Prior to assessing content validity, Microsoft Word was used to assess the surveys’ readability scores. The readability score (i.e., Flesch Reading Ease Score) was calculated based on the average number of syllables per word and the average sentence length. The Flesch Reading Ease Score rates text on a 100-point scale; the higher the score, the easier it is to understand the document. For most standard documents, the aim is a score of approximately 60 to 70. The Flesch–Kincaid Grade Level Score rates text on a U.S. grade-school level. For example, a score of 8 means that an eighth grader can understand the document. For most standard documents, the aim is for a score of approximately 7 to 8.

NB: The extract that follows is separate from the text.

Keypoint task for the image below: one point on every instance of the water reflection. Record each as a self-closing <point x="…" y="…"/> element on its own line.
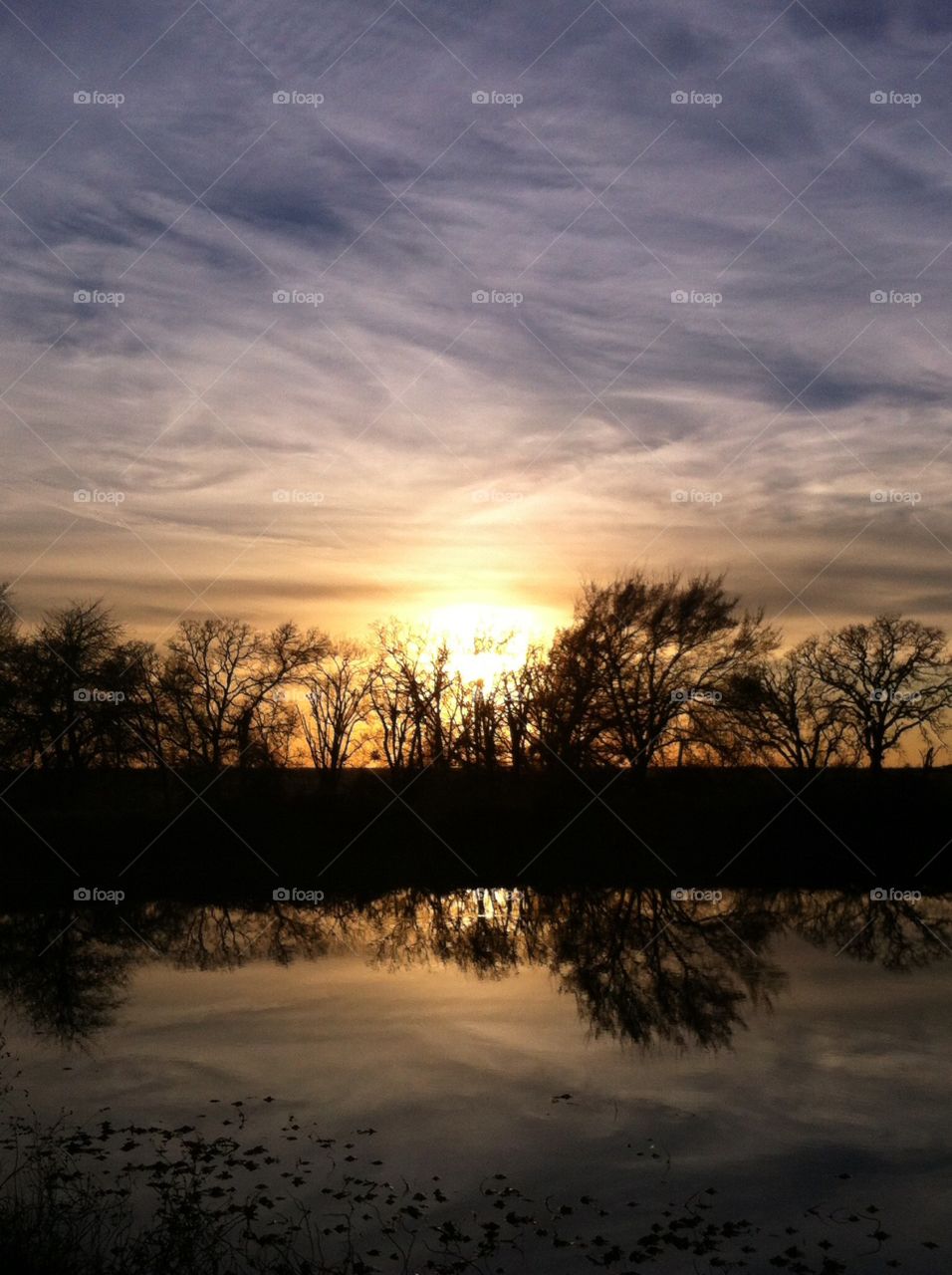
<point x="642" y="966"/>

For content validity, three or more raters are required, but at least seven are suggested, to provide a content validity index, and raters with expertise in the content area under investigation (i.e., SMEs) are to be considered. Additional rounds of feedback from SMEs may be required to reach an acceptable level of agreement (i.e., content validity index > 0.90; [
24]). To assess content validity, 10 SMEs were selected with broad but relevant expertise in rehabilitation science, traffic engineering, human factors, gerontology, psychology, transportation planning, and mobility as a service. The SMEs were sent content validity index (CVI) rater instructions and the ARSSS (i.e., 52 items) without the demographic items, as these items were developed with the sponsor (Florida Department of Transportation) to align with their previously constructed surveys. The SMEs provided feedback via a Qualtrics survey by rating the relevance of each item on a four-point Likert scale (1 = not relevant, 2 = relevant with major revisions, 3 = relevant with minor revisions, and 4 = very relevant). Feedback from SMEs was collated, and item-level CVI scores (i.e., the proportion of the ten raters who scored the item as relevant) and scale CVI scores were calculated [
24]. Rater scores were collapsed, with an item-level score of 3 or 4 indicating acceptable item relevance and a score of 1 or 2 indicating the need for a major revision or low item relevance. Furthermore, SMEs provided feedback via open-ended responses to remove, refine, reword, or add survey items to enhance the content validity of the survey. The ARSSS included 54 items after establishing content validity.
2.2. Construct Validity
The electronic version (i.e., Qualtrics) of the ARSSS was distributed online using Amazon Mechanical Turk (MTurk). The 54-item ARSSS contained 31 visual analog-scale items placed on a 100 mm horizontal line with verbal anchors on the extremes, ranging from strongly disagree to strongly agree. Respondents rated their perceptions by moving the slider to correspond with their level of disagreement (0) or agreement (100). The distance between the marked point (i.e., slider) and the origin of the line is measured to quantify the magnitude of the response. A visual analog scale was chosen because it can provide data that may be treated as interval rather than ordinal level and has been used to assess users’ perceptions of AVs [
18]. MTurk provided access to a virtual community of workers from different regions of the U.S. with varying backgrounds, who were willing to complete a human intelligence task (HIT). MTurk workers were required to be adults (>18 years old) living in the U.S. and having attempted at least 1000 HITs with a successful completion of at least 95% of their attempted HITs (i.e., Master Workers). A HIT was submitted for USD 5.00, and interested MTurk workers responded using the survey link, which directed them to the Qualtrics ARSSS. Participant responses from 553 adults living in the U.S. were used to assess the reliability and construct validity (including the factor structure) as part of determining the final psychometric properties of the ARSSS. A conservative sampling approach, based on having 5–10 responses per item (10 responses × 54 items = 540) and having more than 300 cases, was used to power our analyses [
25].
The measurement model was built using a two-stage approach consisting of an EFA followed by a CFA. An EFA was employed to extract the fundamental dimensions of the ARSSS. During EFA, parallel analysis was used to compute eigenvalues from the correlation matrix to determine the number of components to retain for oblimin rotation. The primary goal of factor rotation is to rotate factors within a multidimensional space to arrive at a solution with the best simple structure (i.e., parsimony). This iterative process was repeated until a simple structure was achieved where loadings were maximized on putative factors and minimized on the others. The factor structure from the EFA was then confirmed using a CFA. Hu and Bentler [
26] recommend using a relative fix index (i.e., comparative fit index) in combination with an absolute fit index (i.e., root-mean-square error of approximation) as indicators for good fit but caution against over-relying on cutoff indices because it might lead to incorrect rejection of acceptable models.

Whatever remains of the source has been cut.